You're welcome, B Daniel. If I can get a good picture of where exactly you've already looked, then perhaps I (and hopefully others) will be able to come up with some other suggestions.
Sometimes you have to go really wide and look at everything you can find on every other person with that surname in the same city or subdivision, in the right time frame, just in case someone you're looking for is also named in that record (a witness to a baptism or marriage, for example, or a beneficiary in the will of a previously unknown relative).
Before (and after) the census records were a) online and then b) indexed, I spent hours going page by page through certain towns and cities in Charlotte County, New Brunswick and Maine (mostly Calais and thereabouts). I was building family trees, going backwards and forwards, and looking for other relatives who might have been listed with known relatives, etc.
Even now, indexes and search engines are not perfect. If I know the date of someone's death but can't find an obit in a newspaper that's been digitized and put online, I'll go through the paper page by page, for two weeks, starting with the day the person died -- and I've often found what I've been looking for (although not always).

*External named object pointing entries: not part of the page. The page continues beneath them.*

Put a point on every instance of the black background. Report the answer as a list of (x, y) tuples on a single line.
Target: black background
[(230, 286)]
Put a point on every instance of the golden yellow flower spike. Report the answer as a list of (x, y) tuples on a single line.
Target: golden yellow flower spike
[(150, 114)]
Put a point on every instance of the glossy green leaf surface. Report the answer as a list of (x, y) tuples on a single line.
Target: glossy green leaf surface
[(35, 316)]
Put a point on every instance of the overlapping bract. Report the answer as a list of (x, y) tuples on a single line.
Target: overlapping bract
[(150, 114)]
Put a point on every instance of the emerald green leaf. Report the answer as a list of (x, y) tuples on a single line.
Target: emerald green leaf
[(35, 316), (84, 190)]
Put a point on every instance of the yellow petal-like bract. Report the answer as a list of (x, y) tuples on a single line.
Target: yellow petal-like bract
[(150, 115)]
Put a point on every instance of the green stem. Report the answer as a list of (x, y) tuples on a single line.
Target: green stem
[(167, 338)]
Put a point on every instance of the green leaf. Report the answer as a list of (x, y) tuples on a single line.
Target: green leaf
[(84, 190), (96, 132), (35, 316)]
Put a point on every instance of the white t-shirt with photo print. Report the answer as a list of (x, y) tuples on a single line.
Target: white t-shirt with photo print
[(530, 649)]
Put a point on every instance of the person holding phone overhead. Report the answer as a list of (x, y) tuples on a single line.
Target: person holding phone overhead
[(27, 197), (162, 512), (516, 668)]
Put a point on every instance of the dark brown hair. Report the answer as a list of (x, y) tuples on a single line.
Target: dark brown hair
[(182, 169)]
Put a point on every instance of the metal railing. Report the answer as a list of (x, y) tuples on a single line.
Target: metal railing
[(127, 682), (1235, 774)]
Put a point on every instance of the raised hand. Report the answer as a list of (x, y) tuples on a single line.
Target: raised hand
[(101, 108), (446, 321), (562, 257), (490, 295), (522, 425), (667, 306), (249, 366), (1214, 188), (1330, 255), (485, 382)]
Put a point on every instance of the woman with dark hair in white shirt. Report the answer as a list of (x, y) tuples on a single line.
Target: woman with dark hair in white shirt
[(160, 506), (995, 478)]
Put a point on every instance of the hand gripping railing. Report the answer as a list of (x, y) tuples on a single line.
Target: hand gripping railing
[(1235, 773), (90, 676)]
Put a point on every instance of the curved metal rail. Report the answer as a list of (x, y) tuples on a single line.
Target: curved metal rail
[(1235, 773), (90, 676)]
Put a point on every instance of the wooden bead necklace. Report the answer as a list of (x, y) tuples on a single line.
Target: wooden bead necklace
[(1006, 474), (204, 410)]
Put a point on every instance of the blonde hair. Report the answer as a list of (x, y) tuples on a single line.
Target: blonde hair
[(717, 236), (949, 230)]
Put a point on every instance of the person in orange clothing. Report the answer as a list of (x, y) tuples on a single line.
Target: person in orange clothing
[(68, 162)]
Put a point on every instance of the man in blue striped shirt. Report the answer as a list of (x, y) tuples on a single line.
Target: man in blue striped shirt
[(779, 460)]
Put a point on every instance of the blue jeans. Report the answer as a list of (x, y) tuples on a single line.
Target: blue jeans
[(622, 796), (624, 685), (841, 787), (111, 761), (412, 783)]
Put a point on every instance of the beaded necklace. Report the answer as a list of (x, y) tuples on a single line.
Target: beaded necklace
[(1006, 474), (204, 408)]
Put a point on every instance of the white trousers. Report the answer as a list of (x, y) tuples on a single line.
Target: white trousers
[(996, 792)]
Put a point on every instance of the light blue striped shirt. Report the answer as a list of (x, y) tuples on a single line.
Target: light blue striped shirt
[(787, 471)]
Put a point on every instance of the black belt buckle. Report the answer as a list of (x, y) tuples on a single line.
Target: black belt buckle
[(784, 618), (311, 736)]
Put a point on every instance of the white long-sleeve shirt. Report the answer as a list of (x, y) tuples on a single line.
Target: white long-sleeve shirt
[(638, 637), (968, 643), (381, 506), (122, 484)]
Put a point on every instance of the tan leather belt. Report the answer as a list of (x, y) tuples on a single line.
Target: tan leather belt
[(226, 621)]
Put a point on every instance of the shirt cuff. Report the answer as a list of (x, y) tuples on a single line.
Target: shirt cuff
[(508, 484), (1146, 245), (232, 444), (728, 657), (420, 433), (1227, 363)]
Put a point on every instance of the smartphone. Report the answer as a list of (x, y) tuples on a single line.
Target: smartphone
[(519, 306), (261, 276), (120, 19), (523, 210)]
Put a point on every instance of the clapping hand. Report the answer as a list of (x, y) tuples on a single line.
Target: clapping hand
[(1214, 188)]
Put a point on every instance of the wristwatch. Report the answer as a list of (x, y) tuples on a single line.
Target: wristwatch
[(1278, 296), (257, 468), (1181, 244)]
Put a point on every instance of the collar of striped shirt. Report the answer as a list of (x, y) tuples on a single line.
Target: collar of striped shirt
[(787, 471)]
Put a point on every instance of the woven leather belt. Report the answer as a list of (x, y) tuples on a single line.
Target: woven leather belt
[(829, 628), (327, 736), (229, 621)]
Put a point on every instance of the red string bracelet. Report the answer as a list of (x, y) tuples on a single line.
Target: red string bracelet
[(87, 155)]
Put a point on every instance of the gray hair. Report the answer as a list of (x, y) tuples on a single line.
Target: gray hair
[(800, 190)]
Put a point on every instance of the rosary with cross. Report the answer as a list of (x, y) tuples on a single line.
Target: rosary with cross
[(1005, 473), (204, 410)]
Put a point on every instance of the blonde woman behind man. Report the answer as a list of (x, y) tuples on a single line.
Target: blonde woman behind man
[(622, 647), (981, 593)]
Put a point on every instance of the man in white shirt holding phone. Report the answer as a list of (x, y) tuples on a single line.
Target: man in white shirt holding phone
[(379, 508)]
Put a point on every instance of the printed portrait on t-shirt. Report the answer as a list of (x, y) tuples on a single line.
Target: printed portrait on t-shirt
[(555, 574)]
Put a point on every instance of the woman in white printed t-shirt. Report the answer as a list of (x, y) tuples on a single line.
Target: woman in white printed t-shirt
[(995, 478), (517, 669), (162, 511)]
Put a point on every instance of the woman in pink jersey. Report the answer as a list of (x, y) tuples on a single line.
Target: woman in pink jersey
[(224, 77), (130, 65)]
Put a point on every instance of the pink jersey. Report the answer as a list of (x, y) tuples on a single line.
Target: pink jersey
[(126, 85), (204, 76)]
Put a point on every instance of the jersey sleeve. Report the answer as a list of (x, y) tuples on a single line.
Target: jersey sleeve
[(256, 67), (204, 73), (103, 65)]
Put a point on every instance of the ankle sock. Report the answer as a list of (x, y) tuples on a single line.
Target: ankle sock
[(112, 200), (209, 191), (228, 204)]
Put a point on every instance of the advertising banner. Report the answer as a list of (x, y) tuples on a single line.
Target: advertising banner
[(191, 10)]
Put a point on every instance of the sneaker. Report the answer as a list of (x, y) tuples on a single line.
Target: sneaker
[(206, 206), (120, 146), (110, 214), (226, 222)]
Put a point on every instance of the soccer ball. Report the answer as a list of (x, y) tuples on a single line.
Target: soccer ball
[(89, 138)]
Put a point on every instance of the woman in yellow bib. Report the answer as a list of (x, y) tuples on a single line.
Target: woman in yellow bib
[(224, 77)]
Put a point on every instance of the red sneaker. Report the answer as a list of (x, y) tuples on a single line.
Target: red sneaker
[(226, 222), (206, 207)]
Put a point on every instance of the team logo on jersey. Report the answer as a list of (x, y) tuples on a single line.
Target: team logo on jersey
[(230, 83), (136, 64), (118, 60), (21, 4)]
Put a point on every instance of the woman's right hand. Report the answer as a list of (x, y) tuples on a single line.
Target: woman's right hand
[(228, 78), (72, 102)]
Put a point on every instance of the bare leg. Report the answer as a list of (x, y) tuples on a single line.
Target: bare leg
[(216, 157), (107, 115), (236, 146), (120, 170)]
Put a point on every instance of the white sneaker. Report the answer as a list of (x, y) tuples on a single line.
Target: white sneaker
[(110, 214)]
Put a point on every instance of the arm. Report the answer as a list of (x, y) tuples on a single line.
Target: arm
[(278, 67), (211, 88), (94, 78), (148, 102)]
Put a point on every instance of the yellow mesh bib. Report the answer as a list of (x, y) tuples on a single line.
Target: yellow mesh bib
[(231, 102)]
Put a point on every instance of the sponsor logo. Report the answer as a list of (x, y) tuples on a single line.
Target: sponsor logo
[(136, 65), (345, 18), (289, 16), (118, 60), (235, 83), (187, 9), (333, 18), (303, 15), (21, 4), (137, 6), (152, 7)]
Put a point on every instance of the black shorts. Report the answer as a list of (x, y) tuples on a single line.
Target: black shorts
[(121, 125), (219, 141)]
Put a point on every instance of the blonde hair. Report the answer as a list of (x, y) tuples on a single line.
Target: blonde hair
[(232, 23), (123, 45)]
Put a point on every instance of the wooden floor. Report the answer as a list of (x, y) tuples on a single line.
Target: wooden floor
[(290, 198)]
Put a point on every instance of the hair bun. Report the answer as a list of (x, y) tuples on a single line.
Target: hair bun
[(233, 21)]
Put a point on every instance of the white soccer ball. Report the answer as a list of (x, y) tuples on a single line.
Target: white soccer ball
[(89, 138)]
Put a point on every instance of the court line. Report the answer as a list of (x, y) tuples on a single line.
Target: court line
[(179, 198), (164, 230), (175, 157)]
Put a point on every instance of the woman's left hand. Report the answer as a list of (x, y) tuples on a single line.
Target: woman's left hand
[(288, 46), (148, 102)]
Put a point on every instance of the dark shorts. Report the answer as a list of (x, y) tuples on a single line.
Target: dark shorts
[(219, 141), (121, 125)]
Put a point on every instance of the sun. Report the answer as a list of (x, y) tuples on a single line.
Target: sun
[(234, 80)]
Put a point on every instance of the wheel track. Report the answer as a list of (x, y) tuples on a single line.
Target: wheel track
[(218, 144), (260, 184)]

Have you checked the Internet Archive, in case your Worralls might have been mentioned in a book about Saint John, or Nova Scotia, or perhaps about the Worralls themselves? It might also be a good idea to check Mary Jane's married surname. You never know where you might find that one clue that will enable you to break that brick wall.
Yes, I remember visiting a museum in Saint John as a teenager and seeing a big display about that fire.
It's been ages since I've looked at my husband's Nova Scotia side of the family but I know it's really hard (if not impossible) to find early records for people there, too.